Wasn't aware that it would be a problem as Bumble Bee Gobys spawn in fresh water... He was the first fish i acquired along with the Cherry Barbs after cycling this tank a year ago. Unfortunately I do not own a brackish water tank or have space for more of his brethren in his current residence :/


----------



## solarz (Aug 31, 2010)

I too would like a pea puffer for my community tank. I have an abundance of MTS in that tank and I've read that pea puffers will eat them. I'd like to hear some opinions on whether this is a good idea or not.


----------



## kaitlyn19 (Nov 5, 2012)

solarz said:


> I too would like a pea puffer for my community tank. I have an abundance of MTS in that tank and I've read that pea puffers will eat them. I'd like to hear some opinions on whether this is a good idea or not.

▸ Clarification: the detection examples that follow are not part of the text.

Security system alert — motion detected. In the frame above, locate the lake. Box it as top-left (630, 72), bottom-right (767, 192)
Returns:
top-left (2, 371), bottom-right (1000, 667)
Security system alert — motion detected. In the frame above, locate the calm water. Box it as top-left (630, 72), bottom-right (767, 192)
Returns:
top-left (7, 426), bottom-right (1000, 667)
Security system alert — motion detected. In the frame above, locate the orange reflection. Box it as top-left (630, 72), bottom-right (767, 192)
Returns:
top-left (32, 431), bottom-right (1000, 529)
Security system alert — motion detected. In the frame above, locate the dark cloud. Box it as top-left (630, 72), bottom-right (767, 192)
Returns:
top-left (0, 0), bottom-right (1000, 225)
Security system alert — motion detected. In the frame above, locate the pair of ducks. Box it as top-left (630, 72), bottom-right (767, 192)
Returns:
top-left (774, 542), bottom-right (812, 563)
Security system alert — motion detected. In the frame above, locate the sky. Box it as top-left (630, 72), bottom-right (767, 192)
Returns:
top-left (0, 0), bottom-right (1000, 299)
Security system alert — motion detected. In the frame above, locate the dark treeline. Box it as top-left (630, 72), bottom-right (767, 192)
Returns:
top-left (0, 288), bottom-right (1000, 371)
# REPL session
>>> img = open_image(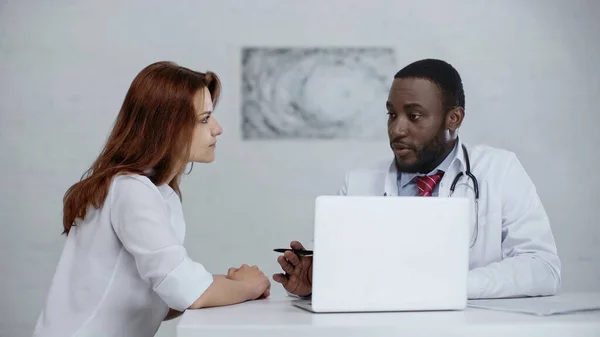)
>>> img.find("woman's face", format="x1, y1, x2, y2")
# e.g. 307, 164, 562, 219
189, 88, 223, 163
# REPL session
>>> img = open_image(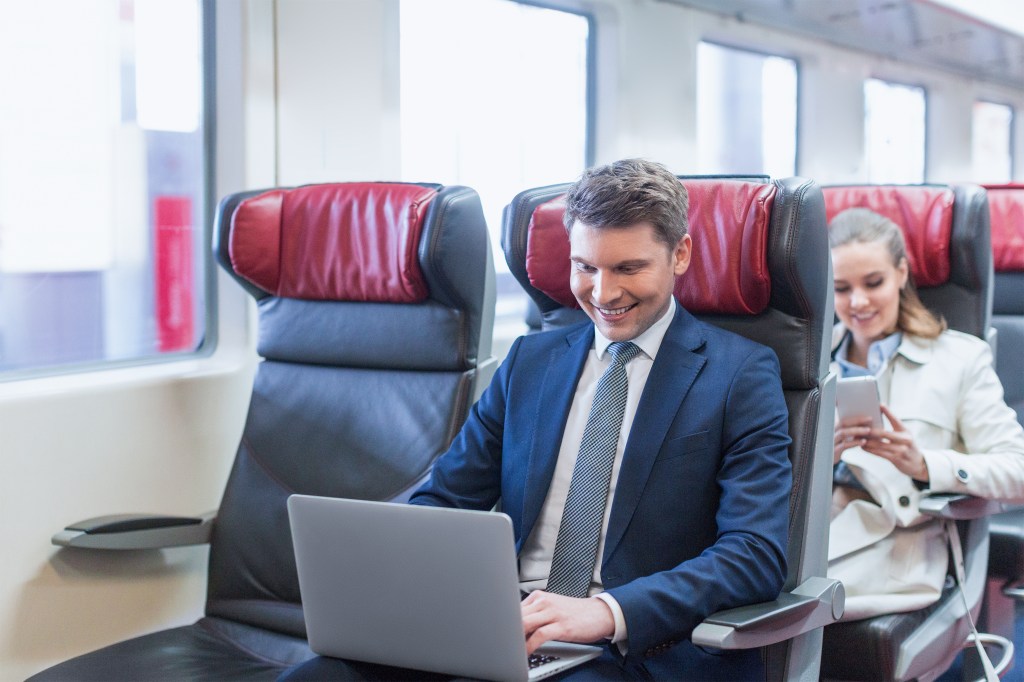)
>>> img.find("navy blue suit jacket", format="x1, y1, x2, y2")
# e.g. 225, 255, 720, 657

Puffers LOVE to hunt. That puffer will eat those snails within a few days. He wont give up until they are all dead


----------



## Yann (Feb 16, 2013)

solarz said:


> I too would like a pea puffer for my community tank. I have an abundance of MTS in that tank and I've read that pea puffers will eat them. I'd like to hear some opinions on whether this is a good idea or not.


a couple assassin snails would do some damage too.


----------



## Modo (Oct 9, 2012)

I have one pea puffer in my planted community tank. It's not bothering any fish, except maybe some baby guppies and baby platies. I also have tons of nails in there. The puffer is always full and round.


----------